There are more normal distributions, but not enough to make these variables good candidates for a regression model (at least without transformations). We will favor classification trees over regression in our modeling phase.

Time plots

Let’s try to visualize the relationship between classe and time. (For clarity, we will only print one of these plots.)

# First, create a list where each element is a data frame containing the values for username, timestamp, classe 
# and values for each of the measure variables
result <- function(variable) {
# Write a function to select each numeric variable and combine with username, timestamp and classe
  x <- data.frame(clean_train$user_name, clean_train$timestamp_by_user, clean_train$classe, variable)
  xx <- rename(x, c("clean_train.user_name"="user_name", "clean_train.timestamp_by_user"="timestamp", "clean_train.classe"="classe"))
}                   
# Run the function on the measure variables in clean_train
clean_train_measures <- clean_train[5:43]
result2 <- lapply(clean_train_measures, result)
# Rename col 3 to be the list element name
for (i in seq_along(result2)){
  colnames(result2[[i]]) <- c("user_name", "timestamp", "classe", names(result2[i]))
}
# Generate scatterplots for each variable to see how classe changes with time
plots <- function (df) {
  (par(mfrow=c(1, 1)))
  plot(df[,2], df[,4], ylab=names(df)[4], xlim=c(min(df[,2]), max(df[,2])), ylim=c(min(df[,4]), max(df[,4])), xlab="Timestamp", main=colnames(df)[4], type="p", col=df[,3])
  legend(3200,max(df[,4]),unique(df[,3]),col=1:length(df[,3]),pch=1)
  
}
lapply(result2, plots)

Class evolves from A to E in alphabetical order, over time.
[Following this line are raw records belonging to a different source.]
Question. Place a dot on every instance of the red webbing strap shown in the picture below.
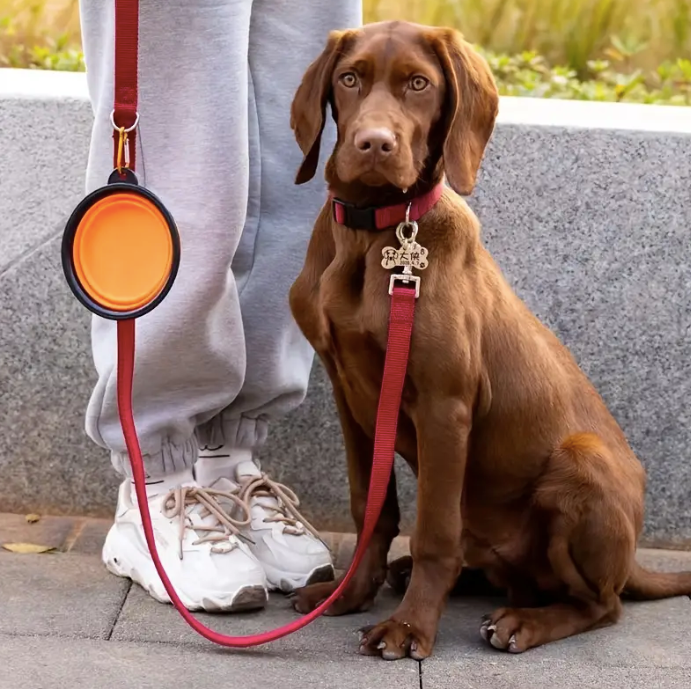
(390, 216)
(395, 365)
(125, 95)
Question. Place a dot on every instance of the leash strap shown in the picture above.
(125, 121)
(124, 116)
(398, 346)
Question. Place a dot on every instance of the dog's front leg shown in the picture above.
(371, 574)
(443, 427)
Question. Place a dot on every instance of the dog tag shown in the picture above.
(410, 255)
What if we make separate plots for each username? (For clarity, we will only print one set of plots.)

# Generate scatterplots for each variable to be able to see individual performance over time by classe    
plots2 <- function (df) {
  (par(mfrow=c(2, 3)))
  for (i in 1:6) {
    y <- unique(df$user_name)[i]
    yy <- df[ which(df$user_name==y),]
    plot(yy[,2], yy[,4], ylab=names(yy)[4], xlim=c(min(df[,2]), max(df[,2])), ylim=c(min(df[,4]), max(df[,4])), xlab="Timestamp", main=paste(yy[1,1], colnames(yy)[4]), type="p", col=yy[,3])
    legend(3200,max(df[,4]),unique(yy[,3]),col=1:length(yy[,3]),pch=1)
  }
}
lapply(result2, plots2)

For any given user, there is perfect delineation of the classes over time, progressing from A to E in alphabetical order. This suggests that time will be the most important predictor of classe, by far. But what does this really mean? Given what we know about the problem, it’s clear that the 6 participants were each told to do a certain number of reps in five different ways, with no overlap. So while time will help us accurately predict classe for the purposes of the quiz, it won’t actually help us predict classe outside of these experimental conditions. For a working model that can predict classe in real life, we would need to exclude the username and time variables entirely.

Boxplots

To look at how the measure variables vary by classe, let’s look at boxplots. (For clarity, we will only print one plot.)

boxplots_simple <- function (df){ 
      (par(mfrow=c(1, 1)))
      boxplot(df[,4]~df[,3],data=df, main=colnames(df)[4])
  }
lapply(result2, boxplots_simple)

The means across classes are often pretty close, so there isn’t huge variability between classes, which may make classe more difficult to predict without including the time variables.

T.tests

Let’s do some t.tests, to make sure the differences in the classe means are statistically significant across variables.

t.tests <- function (df){ 
    pairwise.t.test(x=df[,4],g=df[,3])
}
t.test.result <- lapply(result2, t.tests)

What percentage of t.tests have a p>0.05?

p.values <- sapply (t.test.result, function (x) {x$p.value})
p.values <- as.data.frame(apply(p.values, 2, function (x) {round(x,5)})) 
p.values <- na.omit(p.values)
p.values <- unlist(p.values)
percentage <- length(p.values[which(p.values>0.05)])/length(p.values)
percentage

## [1] 0.3153846

About 1/3 of t.tests have a p>0.05, so 2/3 of the t.tests show that the classe mean differences are significant. This is good news for building a model that excludes the time variables.

Outliers

An issue that became clear on the time plots by username is outliers. There are a handful of points that are so off the charts that they are probably errors, so let’s go ahead and remove them.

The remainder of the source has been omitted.